This piece by Abigail Davidson was originally published on Freestate.

A few months ago, I was driving the streets of Beverly Hills, past rows of elegant shops with a lot of really expensive stuff inside and a lot of really expensive cars parked outside.

It was almost immediate: that feeling I get almost every time I walk into a mall or get an Anthropologie catalog in the mail. All of a sudden, I feel inadequate. Where I didn't just a few minutes before, I suddenly feel not wealthy enough and not pretty enough. My wardrobe is definitely not trendy enough, my car is not flashy enough, and my home is not organized enough. I need more, bigger, better, faster, sexier, flashier. I am inadequate without the things I see through those windows. 

I've gotten to the point now where I can pretty quickly recognize this feeling as deceitful and brush it off without giving it much time of day. To be honest, I wouldn't consider myself an extremely materialistic person. I've never had any severe shopping habits and although I'll admit to some credit card debt, for the most part I don't buy what I can't afford. Although I love a new outfit just as much as the next girl, I don't drool over the latest pieces thinking, "I HAVE to have that." 

But even for someone like me, it still hits so quickly: the anxiety of not enough. 

And I find it interesting. Even though I know I don't need more, I still get that little voice inside that tells me I do. It makes me wonder: Where exactly is this voice coming from? Why is it such a strong one? Is it really my voice or is it coming from something, somewhere, or someone else?

This mindset of consumerism is so ingrained in us; it's built into our minds from such a young age. "Get more, bigger, better... Or else fall behind the Jones'." Our worth as people have somehow been tied up into whether or not we have the best and latest things, and the scary part is: we don't even realize it's happening. Companies thrive off of this mindset, with the goal of each commercial to convince you your life will be complete if you'd only buy their product. And so, we are brainwashed, we are sold, we are stressed, and we are dissatisfied.

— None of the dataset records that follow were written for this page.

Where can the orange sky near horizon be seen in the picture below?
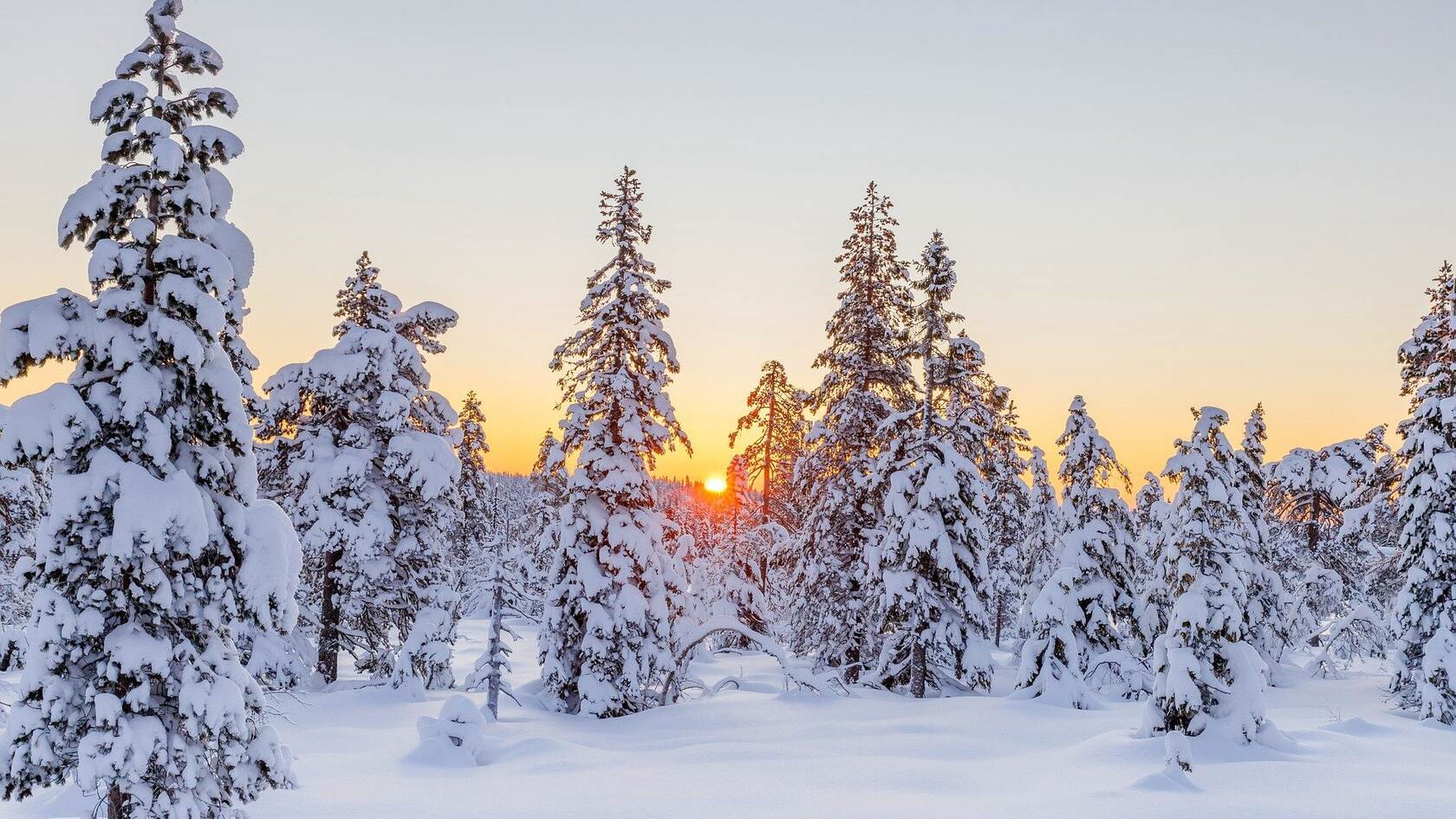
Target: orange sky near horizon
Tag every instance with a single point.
(1154, 207)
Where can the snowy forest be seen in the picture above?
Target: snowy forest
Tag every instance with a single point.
(222, 586)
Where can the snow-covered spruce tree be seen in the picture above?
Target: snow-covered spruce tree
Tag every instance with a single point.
(1078, 614)
(867, 380)
(606, 645)
(777, 410)
(1043, 544)
(1206, 673)
(372, 484)
(1270, 605)
(1424, 614)
(929, 549)
(154, 551)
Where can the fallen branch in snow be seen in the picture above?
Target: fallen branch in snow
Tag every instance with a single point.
(724, 622)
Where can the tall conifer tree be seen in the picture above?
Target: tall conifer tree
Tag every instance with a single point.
(372, 484)
(1205, 667)
(867, 380)
(1424, 615)
(156, 553)
(931, 549)
(1076, 614)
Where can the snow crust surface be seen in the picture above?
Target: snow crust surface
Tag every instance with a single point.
(759, 752)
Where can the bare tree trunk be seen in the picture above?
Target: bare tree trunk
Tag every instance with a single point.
(329, 620)
(918, 669)
(492, 650)
(768, 449)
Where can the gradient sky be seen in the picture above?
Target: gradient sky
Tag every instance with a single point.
(1155, 205)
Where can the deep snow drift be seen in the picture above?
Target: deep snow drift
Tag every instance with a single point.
(766, 754)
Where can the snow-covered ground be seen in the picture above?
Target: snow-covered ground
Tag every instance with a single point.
(768, 754)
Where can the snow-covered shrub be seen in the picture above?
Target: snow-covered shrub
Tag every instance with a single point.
(606, 645)
(1205, 669)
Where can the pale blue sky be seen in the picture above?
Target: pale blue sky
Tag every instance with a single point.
(1155, 205)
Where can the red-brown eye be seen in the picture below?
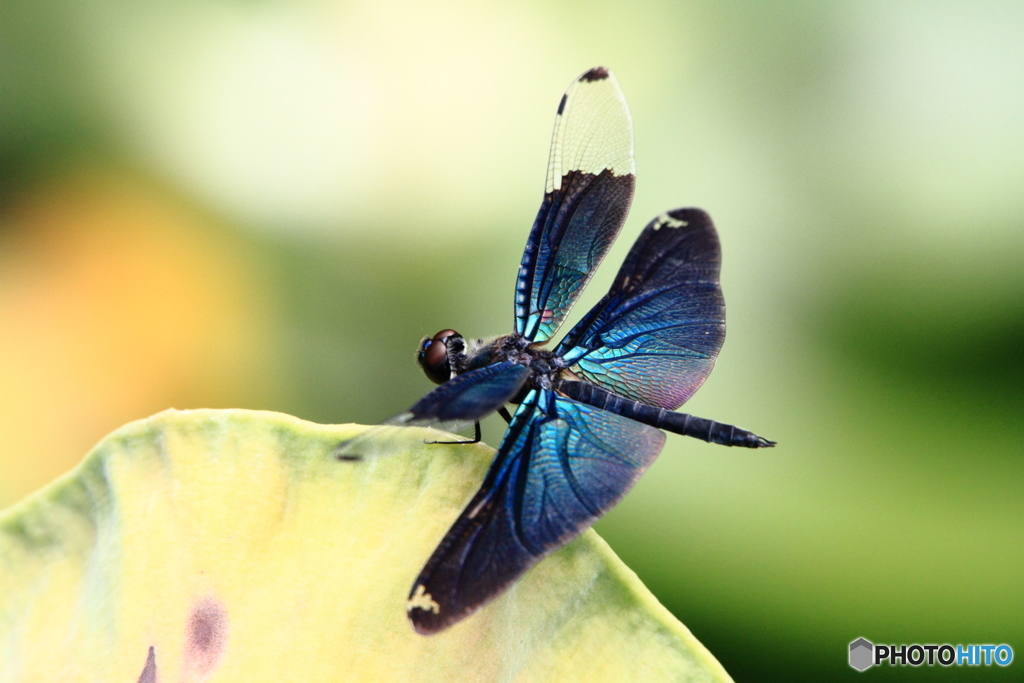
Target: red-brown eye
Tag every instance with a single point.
(433, 356)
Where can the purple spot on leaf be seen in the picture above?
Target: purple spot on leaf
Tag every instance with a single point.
(206, 635)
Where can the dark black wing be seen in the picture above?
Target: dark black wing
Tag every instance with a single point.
(587, 196)
(560, 466)
(655, 335)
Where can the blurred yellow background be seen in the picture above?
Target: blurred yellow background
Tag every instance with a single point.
(264, 205)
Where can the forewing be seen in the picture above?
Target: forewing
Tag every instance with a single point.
(654, 337)
(587, 196)
(560, 466)
(466, 398)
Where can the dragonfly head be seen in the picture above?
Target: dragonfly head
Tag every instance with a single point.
(435, 354)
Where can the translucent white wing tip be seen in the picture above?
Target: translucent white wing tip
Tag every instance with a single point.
(593, 129)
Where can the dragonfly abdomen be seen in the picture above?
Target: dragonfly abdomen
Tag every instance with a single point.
(678, 423)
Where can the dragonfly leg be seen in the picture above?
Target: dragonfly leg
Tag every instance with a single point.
(476, 436)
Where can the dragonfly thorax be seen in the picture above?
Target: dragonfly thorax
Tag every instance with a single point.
(448, 354)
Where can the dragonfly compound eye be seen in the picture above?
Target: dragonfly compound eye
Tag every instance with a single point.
(433, 356)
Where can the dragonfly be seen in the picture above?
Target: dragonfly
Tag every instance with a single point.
(591, 412)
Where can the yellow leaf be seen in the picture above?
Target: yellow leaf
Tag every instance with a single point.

Now don't get me wrong; I like shopping! I really enjoy giving gifts and like receiving them too. I think commerce is a good thing and I'm all about people creating goods and making an honest living from selling them. But I wonder if perhaps we've just gone too far. I wonder if it's more difficult to enjoy the things we do buy and to still be satisfied and whole if we don't get that new thing we want. I wonder if what we wear, what we have, and what we drive could be an expression of who we already know we are as worthy individuals, instead of using those things to try and obtain our worth.

So, this Thanksgiving and Black Friday, let's do our best to be consciously grateful for what we have. Let's call this culture of consumerism what it is and be willing to call out our feelings of "not enough" as lies. Let's shop with intention, because we want to be generous and use our dollars to make the world a better place...not because we won't be complete until we buy more stuff.